•• 4. Nilai E Pembawa Temu

28 7 18
                                    

R A D A R  D U A  R O T A S I
Ketsiamanda
○●○

Sebelum membaca, harap berikan jejak. Jangan berikan harapan palsu. Ketiklah kritik dan saran. Jangan tuliskan kenangan bersama mantan.

Selamat membaca!

○●○

Status adalah embel-embel pengakuan yang dipasang demi menaikkan pamor hidup. Bagiku begitu. Mengemis pujian semu tidak bisa membahagiakan.

Justru itu bisa menepis tangan-tangan baik yang dikirim Tuhan untuk melepaskanmu dari fase hilang arah. Lalu terjerumus dalam ikatan yang penuh kekang. Apa bagusnya status dan hubungan semacam itu?

Ah, percayalah, aku tidak sedang membela kaum jomlo.

Murni pemikiran yang timbul karena muak dengan drama putus nyambung di sekitar. Selebihnya, para bidadari sudah tahu. Rean Gibraska bosan pada hubungan main-main.

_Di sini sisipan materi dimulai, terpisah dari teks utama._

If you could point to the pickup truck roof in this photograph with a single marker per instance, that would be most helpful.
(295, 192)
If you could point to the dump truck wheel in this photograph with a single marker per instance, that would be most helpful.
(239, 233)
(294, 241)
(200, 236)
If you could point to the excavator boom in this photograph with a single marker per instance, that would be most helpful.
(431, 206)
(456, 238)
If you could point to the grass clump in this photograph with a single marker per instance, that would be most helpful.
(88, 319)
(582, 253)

Bosan terikat status semu dan kekangan.

Lagi pula, prinsipku itu membuat sebuah warna baru. Dikejar-kejar para penggemar yang entah mengenalku dari mana, dan itu cukup membuatku bahagia. Repot, sibuk, dan akhirnya lupa pada status jomloku.

Tiga jemari andalanku; jempol, telunjuk, jari tengah, bermain di atas tatanan surai hitam yang basah. Membuat volume dan gaya abstrak supaya tidak lepek memang butuh waktu lama. Dua puluh menit. Ya, cukup lama untuk pria dalam menata rambut. Sebagai mahasiswa dengan followers terbanyak di kalangan anak Fakultas Teknik di sini, aku harus tampil maksimal.

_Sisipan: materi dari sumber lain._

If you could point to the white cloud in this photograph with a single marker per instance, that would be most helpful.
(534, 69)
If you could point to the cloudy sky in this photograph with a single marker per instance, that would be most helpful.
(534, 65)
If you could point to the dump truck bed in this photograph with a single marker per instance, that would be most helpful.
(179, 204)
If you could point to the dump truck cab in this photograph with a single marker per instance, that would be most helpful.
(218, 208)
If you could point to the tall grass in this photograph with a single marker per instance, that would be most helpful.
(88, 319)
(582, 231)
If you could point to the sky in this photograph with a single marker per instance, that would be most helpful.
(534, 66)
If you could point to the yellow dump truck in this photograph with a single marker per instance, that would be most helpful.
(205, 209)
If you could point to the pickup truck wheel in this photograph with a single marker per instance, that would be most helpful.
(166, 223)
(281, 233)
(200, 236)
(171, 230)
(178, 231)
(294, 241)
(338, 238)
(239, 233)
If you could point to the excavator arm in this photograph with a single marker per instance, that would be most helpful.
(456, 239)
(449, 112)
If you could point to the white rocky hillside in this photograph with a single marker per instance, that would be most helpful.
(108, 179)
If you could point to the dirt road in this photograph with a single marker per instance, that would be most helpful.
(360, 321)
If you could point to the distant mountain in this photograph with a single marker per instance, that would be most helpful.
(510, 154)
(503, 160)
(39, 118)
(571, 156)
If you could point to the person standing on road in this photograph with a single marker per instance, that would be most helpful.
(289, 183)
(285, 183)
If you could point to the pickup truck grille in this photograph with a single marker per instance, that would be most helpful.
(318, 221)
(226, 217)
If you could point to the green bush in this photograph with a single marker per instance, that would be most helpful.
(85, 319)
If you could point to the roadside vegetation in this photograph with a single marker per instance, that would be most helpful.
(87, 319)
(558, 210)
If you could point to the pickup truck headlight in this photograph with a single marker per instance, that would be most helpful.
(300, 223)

Kuambil cepat botol parfum yang tersimpan dalam lemari baju. Aroma maskulin yang pekat pun menguar ketika tutup botol dibuka. Menyebar gesit hingga ke sudut-sudut kamar yang agak berantakan ini.

Parfum yang tinggal setengah botol ini menyemprot bagian-bagian tubuhku dengan sempurna. Jangan terlalu wangi. Harumnya bisa memabukkan jika di mobil nanti.

Jiwaku terpanggil lagi oleh cermin yang tegak di sisi ranjang. Rangka cermin yang berporos di kedua sisinya ini lebih mudah diarahkan sesuai posisiku. Kuarahkan agak naik. Kaos hitam yang dibalut kemeja berwarna hijau lumut, celana jin hitam yang berat dan longgar, sampai rambut klimisku terpampang ciamik di sana.

Perfect!

"Re! Buruan, nanti mata kuliahnya lewat lagi!" Suara Laskar terdengar keras.

Ah, lupa bahwa waktu sudah bergeser ke angka sembilan. Kami bahkan melewatkan satu mata kuliah karena sibuk berdebat tadi. Ralat, karena menungguku bersiap-siap lebih tepatnya.

Ransel hitam yang ada di meja segera kusampirkan di bahu kanan. Kuberi jejak di anak tangga dengan santai. Padahal jantung sudah berdebar, khawatir tidak diiizinkan masuk kelas oleh dosen. Bukan apa-apa, sudah tiga kali aku bolos. Jika bolos lagi, maka aku harus mengulang mata kuliah ini tahun depan.

○●○


"Tiga kali absen, dan sekarang telat lagi?"

"Maaf, Prof, kami terjebak macet," cicitku.

Otomatis tiga manusia—yang ikut menunduk—di sampingku pun memberi sikutan keras. Mengapit, hingga aku risi. Kode dilempar terang-terangan, agar aku tidak menjawab omongan sang Bapak Profesor.

"Saya bilang jangan menjawab, Re!"

Spidol mengacung ke batang hidungku. Jakun naik turun, seiring ayunan spidol yang bisa kapan saja menusuk bola mata kami.